Despite the recent UK labour market data indicating weakness, characterized by unemployment rates approaching five-year highs and the most significant decline in payrolls since November 2020, there are noteworthy positive developments to consider. These factors encompass a decrease in layoffs, a stabilization in job vacancies and unemployment rates, along with a deceleration in wage growth that corresponds with the Bank of England’s inflation objectives. This context paves the way for potential additional interest rate reductions by the Bank of England. The central bank’s baseline scenario indicates a final reduction to 3.50% in April, with market expectations for an additional cut by mid-year and a 60% likelihood of a second cut by December.
On the H4 GBP/USD chart, the market is establishing a wide consolidation range near the 1.3455 level. Today, we anticipate the range will extend to 1.3395. A correction to 1.3450 appears probable, subsequently leading to a continuation of the downward trajectory towards 1.3326, with a possible decline to 1.3220. This situation is corroborated by the MACD indicator, which shows its signal line positioned above zero and trending downward. The H1 chart indicates that the market is currently consolidating near 1.3450, suggesting a possible decline towards 1.3400. If this level breaks, the downward trend may continue to 1.3326. The Stochastic oscillator supports this bearish perspective, with its signal line staying beneath the 50 level and consistently trending downward.

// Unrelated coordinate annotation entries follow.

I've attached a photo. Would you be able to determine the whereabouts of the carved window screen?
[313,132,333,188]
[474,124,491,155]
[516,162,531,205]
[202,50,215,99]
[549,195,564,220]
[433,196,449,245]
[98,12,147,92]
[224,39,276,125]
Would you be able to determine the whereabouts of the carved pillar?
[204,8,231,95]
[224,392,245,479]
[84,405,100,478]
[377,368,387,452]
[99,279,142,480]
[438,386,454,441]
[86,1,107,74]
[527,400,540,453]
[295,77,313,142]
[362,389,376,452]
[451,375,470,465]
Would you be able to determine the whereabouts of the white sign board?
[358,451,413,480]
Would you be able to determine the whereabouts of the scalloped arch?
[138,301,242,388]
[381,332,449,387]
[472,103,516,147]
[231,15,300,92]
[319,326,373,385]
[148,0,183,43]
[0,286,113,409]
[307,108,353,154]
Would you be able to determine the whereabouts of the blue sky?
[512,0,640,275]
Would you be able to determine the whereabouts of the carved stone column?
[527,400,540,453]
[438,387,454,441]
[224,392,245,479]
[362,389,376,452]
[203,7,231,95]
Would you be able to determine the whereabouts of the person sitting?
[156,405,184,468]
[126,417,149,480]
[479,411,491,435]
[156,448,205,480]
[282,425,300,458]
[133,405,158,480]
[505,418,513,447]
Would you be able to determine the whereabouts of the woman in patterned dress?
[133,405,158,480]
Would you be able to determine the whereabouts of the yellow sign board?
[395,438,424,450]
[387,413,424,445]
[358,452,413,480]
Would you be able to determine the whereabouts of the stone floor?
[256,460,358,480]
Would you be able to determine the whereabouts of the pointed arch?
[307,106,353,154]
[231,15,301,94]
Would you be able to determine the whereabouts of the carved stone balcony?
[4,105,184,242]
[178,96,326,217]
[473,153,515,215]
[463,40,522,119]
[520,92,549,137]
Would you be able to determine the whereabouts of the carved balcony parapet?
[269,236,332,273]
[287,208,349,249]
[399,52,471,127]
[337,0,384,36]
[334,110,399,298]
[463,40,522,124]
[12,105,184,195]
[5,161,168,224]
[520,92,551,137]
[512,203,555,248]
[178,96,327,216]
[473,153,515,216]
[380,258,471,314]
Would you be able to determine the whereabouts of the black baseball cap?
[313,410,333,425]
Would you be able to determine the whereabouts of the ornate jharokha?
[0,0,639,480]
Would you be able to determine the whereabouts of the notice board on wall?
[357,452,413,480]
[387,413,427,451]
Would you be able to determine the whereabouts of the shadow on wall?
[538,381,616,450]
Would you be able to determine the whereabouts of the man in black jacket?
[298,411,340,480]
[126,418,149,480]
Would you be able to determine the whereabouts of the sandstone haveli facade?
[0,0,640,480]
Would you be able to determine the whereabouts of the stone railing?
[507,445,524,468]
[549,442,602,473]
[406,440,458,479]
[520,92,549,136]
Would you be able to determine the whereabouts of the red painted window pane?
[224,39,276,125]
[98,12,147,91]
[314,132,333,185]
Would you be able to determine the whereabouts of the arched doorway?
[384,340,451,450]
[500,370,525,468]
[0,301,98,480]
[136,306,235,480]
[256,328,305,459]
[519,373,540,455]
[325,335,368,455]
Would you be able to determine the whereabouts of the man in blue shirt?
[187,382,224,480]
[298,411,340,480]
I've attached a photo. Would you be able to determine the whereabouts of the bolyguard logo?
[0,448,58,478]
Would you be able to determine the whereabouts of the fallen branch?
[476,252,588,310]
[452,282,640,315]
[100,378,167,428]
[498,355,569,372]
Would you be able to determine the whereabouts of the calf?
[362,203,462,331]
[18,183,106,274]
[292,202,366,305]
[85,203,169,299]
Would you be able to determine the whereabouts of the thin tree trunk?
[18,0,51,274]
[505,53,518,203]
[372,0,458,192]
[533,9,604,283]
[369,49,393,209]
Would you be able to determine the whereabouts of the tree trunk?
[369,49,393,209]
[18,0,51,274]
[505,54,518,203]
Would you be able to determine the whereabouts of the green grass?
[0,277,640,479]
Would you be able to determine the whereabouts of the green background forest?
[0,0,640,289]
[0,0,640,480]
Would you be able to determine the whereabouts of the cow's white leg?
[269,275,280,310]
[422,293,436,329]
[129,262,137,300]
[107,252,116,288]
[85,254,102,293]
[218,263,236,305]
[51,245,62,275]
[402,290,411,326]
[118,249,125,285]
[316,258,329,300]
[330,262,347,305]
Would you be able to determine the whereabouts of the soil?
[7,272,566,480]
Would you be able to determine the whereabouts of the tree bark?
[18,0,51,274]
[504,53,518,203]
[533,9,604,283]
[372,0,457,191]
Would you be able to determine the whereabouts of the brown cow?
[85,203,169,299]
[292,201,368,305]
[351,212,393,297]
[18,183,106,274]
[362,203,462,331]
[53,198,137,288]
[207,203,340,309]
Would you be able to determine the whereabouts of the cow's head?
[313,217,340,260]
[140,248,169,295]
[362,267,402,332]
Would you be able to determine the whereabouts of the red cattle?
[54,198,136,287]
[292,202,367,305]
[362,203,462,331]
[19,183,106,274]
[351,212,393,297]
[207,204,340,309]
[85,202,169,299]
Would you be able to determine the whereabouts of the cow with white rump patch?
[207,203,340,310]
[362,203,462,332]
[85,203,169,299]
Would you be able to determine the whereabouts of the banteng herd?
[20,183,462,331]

The growth of GBP/USD is intricately tied to the decline of the US dollar, largely influenced by geopolitical tensions and evolving market sentiment. The recent labour market data from the UK, along with anticipated rate cuts from the Bank of England, bolster the pound’s standing. In the near term, GBPUSD appears poised for a continuation of its downward correction, with critical support levels identified at 1.3395 and 1.3326.